Second, they aim AI at core business processes, not peripheral experiments. If an AI project sits in a part of the business where underperformance carries no financial consequence, strong performance will not move the P&L either. The companies seeing EBIT impact have the operational discipline to put AI where the money actually flows.
Third, they rewire those processes end-to-end. "You're breaking out of this discrete chunk of a process and thinking about the true business beginning and the true business end," Moody says. That means articulating the future-state vision, rethinking how technology and people contribute to the redesigned workflow, and investing the capital to support comprehensive change rather than incremental bolt-ons.
Data and AI in parallel
Moody challenges the conventional sequencing that forces companies to fix their data infrastructure before starting any AI work. She argues that next-generation platforms can automate data engineering, model creation, training, testing, deployment, and observability in parallel rather than in sequence.
"Leaders need to do their homework on what this next generation of companies and capabilities represents.

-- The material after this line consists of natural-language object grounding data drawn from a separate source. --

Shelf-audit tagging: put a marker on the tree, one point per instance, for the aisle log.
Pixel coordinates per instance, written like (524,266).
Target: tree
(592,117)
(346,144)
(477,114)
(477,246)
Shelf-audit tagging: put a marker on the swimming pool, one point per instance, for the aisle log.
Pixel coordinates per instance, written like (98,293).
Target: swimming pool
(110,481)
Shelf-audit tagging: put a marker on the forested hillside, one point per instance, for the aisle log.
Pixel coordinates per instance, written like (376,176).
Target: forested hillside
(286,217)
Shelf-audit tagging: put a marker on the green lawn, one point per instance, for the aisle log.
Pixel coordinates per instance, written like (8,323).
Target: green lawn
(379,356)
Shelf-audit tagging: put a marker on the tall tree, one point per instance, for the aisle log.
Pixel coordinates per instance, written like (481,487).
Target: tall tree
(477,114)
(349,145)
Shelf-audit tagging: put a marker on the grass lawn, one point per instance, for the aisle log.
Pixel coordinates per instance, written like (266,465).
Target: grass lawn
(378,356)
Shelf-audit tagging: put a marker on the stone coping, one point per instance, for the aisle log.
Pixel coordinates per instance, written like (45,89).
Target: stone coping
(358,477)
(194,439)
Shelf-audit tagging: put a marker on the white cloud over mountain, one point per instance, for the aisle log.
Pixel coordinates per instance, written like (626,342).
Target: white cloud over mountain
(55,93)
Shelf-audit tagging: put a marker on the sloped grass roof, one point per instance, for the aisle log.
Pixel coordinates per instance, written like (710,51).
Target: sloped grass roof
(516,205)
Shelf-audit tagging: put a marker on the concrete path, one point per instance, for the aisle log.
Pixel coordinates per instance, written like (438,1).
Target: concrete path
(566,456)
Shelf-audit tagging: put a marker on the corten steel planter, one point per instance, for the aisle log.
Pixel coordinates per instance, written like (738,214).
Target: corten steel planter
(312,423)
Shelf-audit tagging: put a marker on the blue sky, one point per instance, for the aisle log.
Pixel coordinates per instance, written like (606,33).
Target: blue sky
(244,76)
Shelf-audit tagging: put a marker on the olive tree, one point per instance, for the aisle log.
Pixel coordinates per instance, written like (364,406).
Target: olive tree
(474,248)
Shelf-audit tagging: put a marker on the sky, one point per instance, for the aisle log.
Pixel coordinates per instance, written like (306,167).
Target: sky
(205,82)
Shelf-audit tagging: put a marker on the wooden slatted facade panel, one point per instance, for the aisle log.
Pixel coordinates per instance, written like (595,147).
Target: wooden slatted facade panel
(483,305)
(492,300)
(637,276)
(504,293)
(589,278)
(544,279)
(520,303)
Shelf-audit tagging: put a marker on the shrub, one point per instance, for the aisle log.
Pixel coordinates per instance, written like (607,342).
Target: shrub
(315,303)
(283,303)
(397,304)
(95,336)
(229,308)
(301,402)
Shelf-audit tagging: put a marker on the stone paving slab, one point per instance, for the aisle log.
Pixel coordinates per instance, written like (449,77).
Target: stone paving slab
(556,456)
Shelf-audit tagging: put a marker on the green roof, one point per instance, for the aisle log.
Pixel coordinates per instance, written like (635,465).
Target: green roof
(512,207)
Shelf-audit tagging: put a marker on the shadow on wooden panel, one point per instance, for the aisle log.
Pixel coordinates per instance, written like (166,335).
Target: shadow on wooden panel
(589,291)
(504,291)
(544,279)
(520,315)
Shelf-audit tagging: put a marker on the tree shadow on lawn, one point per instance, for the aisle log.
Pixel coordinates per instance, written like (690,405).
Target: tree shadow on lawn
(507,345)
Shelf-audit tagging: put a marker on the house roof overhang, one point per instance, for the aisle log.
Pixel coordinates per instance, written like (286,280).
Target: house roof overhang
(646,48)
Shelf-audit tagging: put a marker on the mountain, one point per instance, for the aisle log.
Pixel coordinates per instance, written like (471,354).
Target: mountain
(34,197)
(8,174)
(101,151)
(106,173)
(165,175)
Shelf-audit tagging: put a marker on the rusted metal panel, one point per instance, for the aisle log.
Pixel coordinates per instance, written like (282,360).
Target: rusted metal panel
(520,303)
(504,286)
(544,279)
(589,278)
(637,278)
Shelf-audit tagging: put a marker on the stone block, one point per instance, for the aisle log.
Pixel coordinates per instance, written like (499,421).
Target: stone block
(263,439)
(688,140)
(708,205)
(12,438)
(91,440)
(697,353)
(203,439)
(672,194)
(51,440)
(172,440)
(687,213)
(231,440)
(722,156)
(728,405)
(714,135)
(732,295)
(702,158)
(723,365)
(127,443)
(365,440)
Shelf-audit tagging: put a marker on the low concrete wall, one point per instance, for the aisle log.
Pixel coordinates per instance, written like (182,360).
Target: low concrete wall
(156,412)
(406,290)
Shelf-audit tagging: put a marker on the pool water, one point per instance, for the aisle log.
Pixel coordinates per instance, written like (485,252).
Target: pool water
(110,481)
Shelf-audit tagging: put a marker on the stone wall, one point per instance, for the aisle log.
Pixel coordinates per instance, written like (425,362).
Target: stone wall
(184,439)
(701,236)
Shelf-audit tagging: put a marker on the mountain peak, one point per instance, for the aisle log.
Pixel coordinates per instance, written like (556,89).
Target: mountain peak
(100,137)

Be very careful of bias in strategic thinking that says you have to do your data and then you can do your AI. There are companies rapidly changing that paradigm." The shift matters because it frees capital for the broader process redesign and workforce investment that end-to-end rewiring demands, rather than consuming the budget on multi-year data modernization programs that delay AI value indefinitely.
Jobs are the wrong frame
The workforce conversation, Moody argues, is using the wrong unit of analysis. Companies keep asking what happens to jobs; instead, companies should start by asking how people will spend their time. "A job is a grouping of skills for how people are going to use their time to deliver business needs. If you start to think about time and skills, then you can repackage it into what that job of the future looks like and bring people into that new way." She says the fear factor comes from leaders using old speech patterns that frame AI as a threat to employment rather than a reallocation of how people spend their working hours.
At the board level, Moody sees a governance gap. Directors need to ask management where AI is required for the business strategy to succeed, not just where it is being used. "If the answer is that success does not require AI, then the incentive structure is now making AI optional versus required."
The impatience around AI ROI reflects something real. Unlike cloud or virtualization, AI is a technical revolution that affects the entire business system in many ways. "There's a race to be in that first generation harvesting value from it, to not become competitively obsolete. The more thoughtful, the more empathetic companies are going to be the winners in the AI age."